As opioid overdoses continue to claim more lives, the New Jersey Hospital Association and its Health Research and Educational Trust announced a $1.5 million investment in an emergency department tracking tool for hospitals statewide to better monitor opioid prescriptions.
The tool, developed by Collective Medical, supplies automatic clinical alerts in the ED to notify the medical team of an individual’s prescription history, drawing from the New Jersey Prescription Monitoring Program. The alerts are activated as soon as an individual is entered into the hospital’s system, eliminating the need for an employee to pause, log in and search the state’s database. The tool helps identify individuals who frequent different medical facilities to receive opioid prescriptions.
“We’ve seen far too many drug victims come into our EDs when it’s already too late to save them,” NJHA President and CEO Cathy Bennett said in a statement. “NJHA has embraced a new mission and vision of improving the health and well-being of the people in our state, and today we’re backing that commitment with a significant investment.

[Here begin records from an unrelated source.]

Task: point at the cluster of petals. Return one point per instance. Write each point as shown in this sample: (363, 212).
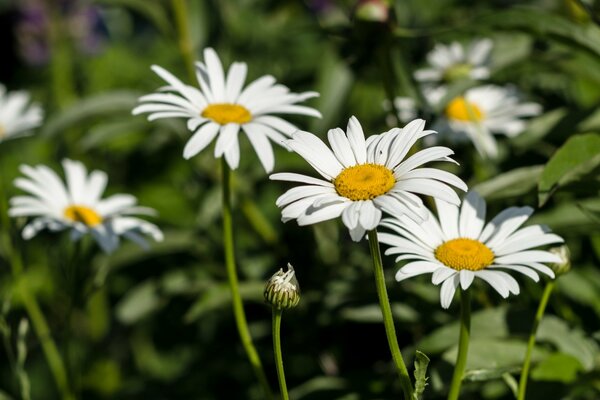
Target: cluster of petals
(512, 248)
(319, 200)
(250, 109)
(79, 206)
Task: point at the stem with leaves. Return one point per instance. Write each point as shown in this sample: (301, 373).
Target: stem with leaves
(463, 344)
(531, 342)
(238, 306)
(388, 319)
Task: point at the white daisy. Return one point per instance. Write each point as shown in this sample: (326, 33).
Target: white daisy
(460, 247)
(221, 107)
(365, 177)
(453, 62)
(480, 113)
(78, 206)
(17, 116)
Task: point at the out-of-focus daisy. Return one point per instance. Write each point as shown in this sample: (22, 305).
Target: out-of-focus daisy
(17, 116)
(221, 107)
(458, 246)
(454, 62)
(365, 177)
(482, 112)
(79, 206)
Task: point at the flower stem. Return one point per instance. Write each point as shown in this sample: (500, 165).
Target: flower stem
(277, 349)
(180, 12)
(388, 320)
(55, 362)
(463, 344)
(238, 306)
(536, 322)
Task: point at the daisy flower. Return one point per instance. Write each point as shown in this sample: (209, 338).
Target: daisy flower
(454, 62)
(482, 112)
(221, 107)
(79, 206)
(17, 116)
(458, 246)
(365, 177)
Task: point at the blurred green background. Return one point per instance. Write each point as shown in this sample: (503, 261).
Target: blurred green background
(158, 324)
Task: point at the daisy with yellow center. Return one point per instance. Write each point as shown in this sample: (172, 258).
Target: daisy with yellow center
(479, 114)
(79, 206)
(452, 62)
(17, 115)
(220, 107)
(363, 177)
(458, 246)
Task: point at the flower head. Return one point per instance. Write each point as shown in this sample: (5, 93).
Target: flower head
(364, 177)
(480, 113)
(79, 206)
(17, 116)
(458, 246)
(221, 107)
(282, 290)
(453, 62)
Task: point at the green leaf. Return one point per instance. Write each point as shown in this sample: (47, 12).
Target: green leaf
(510, 184)
(487, 374)
(577, 157)
(559, 367)
(546, 25)
(139, 302)
(117, 102)
(569, 341)
(492, 353)
(421, 363)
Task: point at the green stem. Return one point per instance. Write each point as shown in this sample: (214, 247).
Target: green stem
(277, 349)
(55, 362)
(238, 307)
(388, 319)
(536, 322)
(463, 344)
(180, 12)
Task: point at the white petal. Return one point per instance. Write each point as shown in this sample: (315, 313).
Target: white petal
(200, 139)
(472, 216)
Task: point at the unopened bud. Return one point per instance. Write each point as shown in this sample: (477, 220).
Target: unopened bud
(564, 266)
(282, 290)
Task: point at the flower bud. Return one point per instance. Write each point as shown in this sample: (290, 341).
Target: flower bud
(282, 290)
(564, 266)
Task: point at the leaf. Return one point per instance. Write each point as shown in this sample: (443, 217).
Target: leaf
(139, 302)
(491, 353)
(421, 363)
(489, 323)
(569, 341)
(486, 374)
(116, 102)
(547, 25)
(577, 157)
(559, 367)
(510, 184)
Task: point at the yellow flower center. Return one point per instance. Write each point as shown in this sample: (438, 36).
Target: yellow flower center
(83, 214)
(457, 72)
(464, 253)
(463, 110)
(225, 113)
(364, 182)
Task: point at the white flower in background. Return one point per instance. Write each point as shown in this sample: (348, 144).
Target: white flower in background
(480, 113)
(460, 247)
(221, 107)
(454, 62)
(365, 177)
(79, 206)
(17, 116)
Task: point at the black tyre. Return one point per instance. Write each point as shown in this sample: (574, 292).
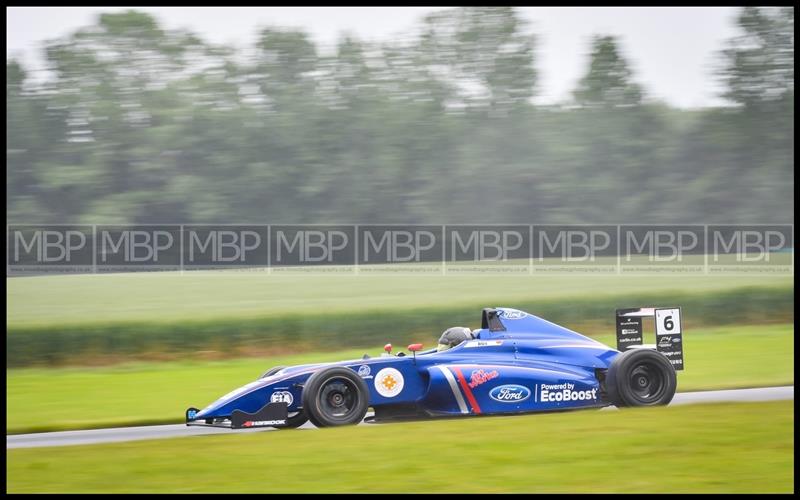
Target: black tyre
(335, 396)
(295, 419)
(641, 377)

While opioid abuse is one of our most urgent needs, this resource has the potential to be a powerful population health tool through better coordination across care settings.”
In New Jersey, 2,284 people died of an overdose from July 2016 to June 2017, a nearly 35 percent increase over the previous 12 months, according to the Centers for Disease Control and Prevention.
NJHA and HRET are partnering on the roll out of the Collective network and platform, which is currently underway with hospitals across New Jersey. Collective has been implemented in states across the country including Washington, Oregon, California, New Mexico, Massachusetts and others. The tool helps identify and support high-risk patients by pulling real-time information across care settings. In addition to identifying frequent users of opioids, the collected data can help reduce avoidable hospital readmissions and better manage complex patients who frequently seek care in the ED.
In Washington state, site of Collective’s first statewide initiative, opioid prescriptions in the ED declined by 24 percent after joining the Collective network, according to a review by the Brookings Institution. Columbia Medical Associates, a multi-specialty group practice in Spokane, Wash., participating as an Accountable Care Organization in the Medicare Shared Savings Program, was able to achieve an approximate $6.5 million decrease in total cost of care from 2016 to 2017 after joining the Collective network.
“Emergency physicians witness firsthand the impacts of addiction, treat the injuries resulting from misuse or overdose and administer life-saving doses of naloxone. But, without a health record, we very rarely know who the patient is or their history – valuable information when it comes to accurately diagnosing and treating patients,” Marjory Langer, M.D., president, New Jersey Chapter – American College of Emergency Physicians, said in a statement. “The innovative Collective technology will remove the communication barriers between EDs and other emergency care settings and help emergency physicians to better identify, manage and treat patients struggling with opioid addiction.”
NJHA’s Health Research and Educational Trust is offering funding for the installation and first year use of the Collective platform in acute care hospitals statewide. In subsequent years, hospitals would pick up the per-record costs associated with the tool.